A common theme I hear from many folks around town related to this presidential election is that they’re not very excited about either of the main party candidates and they’re worried about what will happen regardless of which one is elected. How will the economy and stock market react to a President Trump or President Clinton? This leads to questions about whether we should be doing anything with our investments in advance of the election.
The most recent political vote that caused concern was Great Britain’s “Brexit”. Remember that? Before the vote on June 23rd, most experts thought that the “Remain” vote would win. The markets had a positive view on that position. Lo and behold the markets crashed when the “Leave” vote prevailed, because this crash assumed some type of economic decline for Europe. But within weeks Britain’s top share index, the FTSE 100, hit 11-month highs, and by mid-July, the US S&P 500 and Dow Jones Industrial Average had also risen to record highs. That’s quite a turn around in a short amount of time.

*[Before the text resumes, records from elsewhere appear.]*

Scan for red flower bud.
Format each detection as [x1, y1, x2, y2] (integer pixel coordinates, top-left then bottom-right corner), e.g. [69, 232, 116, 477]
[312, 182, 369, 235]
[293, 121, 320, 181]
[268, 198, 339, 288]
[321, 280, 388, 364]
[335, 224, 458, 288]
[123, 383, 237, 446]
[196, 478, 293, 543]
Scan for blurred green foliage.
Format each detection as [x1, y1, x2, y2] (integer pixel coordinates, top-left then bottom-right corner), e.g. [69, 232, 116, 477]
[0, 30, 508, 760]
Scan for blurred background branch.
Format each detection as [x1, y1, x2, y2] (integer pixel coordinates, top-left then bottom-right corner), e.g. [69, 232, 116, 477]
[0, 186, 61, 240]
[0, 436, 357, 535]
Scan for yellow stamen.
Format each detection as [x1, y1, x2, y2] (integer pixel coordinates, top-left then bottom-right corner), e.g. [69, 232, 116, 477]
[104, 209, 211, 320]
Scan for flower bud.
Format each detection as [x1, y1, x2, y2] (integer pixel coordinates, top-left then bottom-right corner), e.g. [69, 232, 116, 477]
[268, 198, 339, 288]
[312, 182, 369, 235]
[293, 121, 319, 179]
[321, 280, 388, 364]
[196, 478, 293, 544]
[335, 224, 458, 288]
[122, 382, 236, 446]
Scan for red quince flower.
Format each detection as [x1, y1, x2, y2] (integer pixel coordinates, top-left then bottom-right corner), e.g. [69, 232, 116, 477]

Here in the U.S. the presidential election hyperbole is in full swing, but let’s take a look at the long term results after past elections. Since 1936 there have been 18 presidential elections, and according to American Funds “A Review of U.S. Presidential Elections” the S&P 500 was higher 10 years later 17 out of 18 times. On average, a $10,000 investment grew to $30,263 (or triple the original value). The one period that was a loss was 2000-2009 which included 9/11 and two recessions; the so-called “lost decade”. And maybe most pertinent, it didn’t really matter whether the president had a D or R after their name. The average ending value was similar when comparing the 9 Democrats to the 9 Republicans.
From these examples you can see why a long-term strategy is prudent. Getting caught up in the moment can lead to unnecessary panic, which normally is unwarranted. Focus on the things you can control such as good spending and savings habits, not borrowing too much, and diversifying your investments. Soon the election will be over and normal life can resume. Until then remember––life’s a journey, navigate it wisely!